The Aztecs smoked tobacco through a hollow reed or cane tube, and elsewhere in Central and South America the indigenous population rolled shredded tobacco in corn husks and other vegetable materials.
The conquistadores who witnessed this returned to Spain with something resembling our present day cigar. Wealthy Spaniards smoked these cigars and often tossed the butts into the street, to be retrieved by the watchful poor.
By shredding old cigar butts and rolling the tobacco in scraps of paper, the beggars of 16th-century Seville created the first cigarettes, which they called papeletes or cigarrillos.

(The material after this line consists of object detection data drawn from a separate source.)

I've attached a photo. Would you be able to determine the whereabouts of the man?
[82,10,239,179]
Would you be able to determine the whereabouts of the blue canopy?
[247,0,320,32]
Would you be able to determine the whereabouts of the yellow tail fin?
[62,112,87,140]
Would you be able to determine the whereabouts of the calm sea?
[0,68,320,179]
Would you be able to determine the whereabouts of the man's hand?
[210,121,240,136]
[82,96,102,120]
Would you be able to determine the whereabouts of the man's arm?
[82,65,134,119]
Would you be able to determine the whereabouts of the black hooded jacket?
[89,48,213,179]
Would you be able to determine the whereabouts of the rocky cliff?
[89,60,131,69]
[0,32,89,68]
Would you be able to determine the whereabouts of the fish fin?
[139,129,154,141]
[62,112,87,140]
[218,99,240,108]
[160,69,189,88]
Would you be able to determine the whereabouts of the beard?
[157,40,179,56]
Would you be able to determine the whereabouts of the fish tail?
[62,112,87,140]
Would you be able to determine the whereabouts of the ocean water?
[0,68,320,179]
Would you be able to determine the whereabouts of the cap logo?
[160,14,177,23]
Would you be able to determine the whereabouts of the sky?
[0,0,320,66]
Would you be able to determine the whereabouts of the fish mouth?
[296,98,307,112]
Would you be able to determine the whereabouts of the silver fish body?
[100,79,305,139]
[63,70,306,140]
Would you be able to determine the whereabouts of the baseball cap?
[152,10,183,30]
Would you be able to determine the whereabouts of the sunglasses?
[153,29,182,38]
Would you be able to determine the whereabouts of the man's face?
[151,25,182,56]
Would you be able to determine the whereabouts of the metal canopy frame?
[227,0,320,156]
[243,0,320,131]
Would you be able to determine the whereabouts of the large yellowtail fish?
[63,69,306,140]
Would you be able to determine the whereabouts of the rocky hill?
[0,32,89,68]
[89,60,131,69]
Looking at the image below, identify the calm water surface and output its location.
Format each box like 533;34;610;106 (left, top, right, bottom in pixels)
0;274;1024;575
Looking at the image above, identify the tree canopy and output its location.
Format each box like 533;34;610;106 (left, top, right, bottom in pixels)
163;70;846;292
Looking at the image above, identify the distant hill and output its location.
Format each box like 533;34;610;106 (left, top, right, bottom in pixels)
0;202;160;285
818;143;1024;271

Several centuries were to pass before the lowly cigarrillo moved to wealthier circles. As it did, it also passed across borders to Italy and Portugal, and from there via traders to the Levant and Russia.
The French and British became acquainted with them during the Napoleonic Wars and the French gave them the name we use today. Later, during the Crimean War, the French and British discovered fine Turkish tobacco.
The earliest manufacture of cigarettes was by hand, by the smoker himself or by factory workers who rolled them on a table, then pasted and packaged them.
In 1880 American inventor James A. Bonsack created the first automatic cigarette making machine. Tobacco was issued onto a continuous strip of paper, and the cigarette was formed, pasted, closed, and cut with a rotary knife.
This method foreshadowed the mass production of cigarettes that would, for better or worse, make cigarettes a common pleasure throughout the world.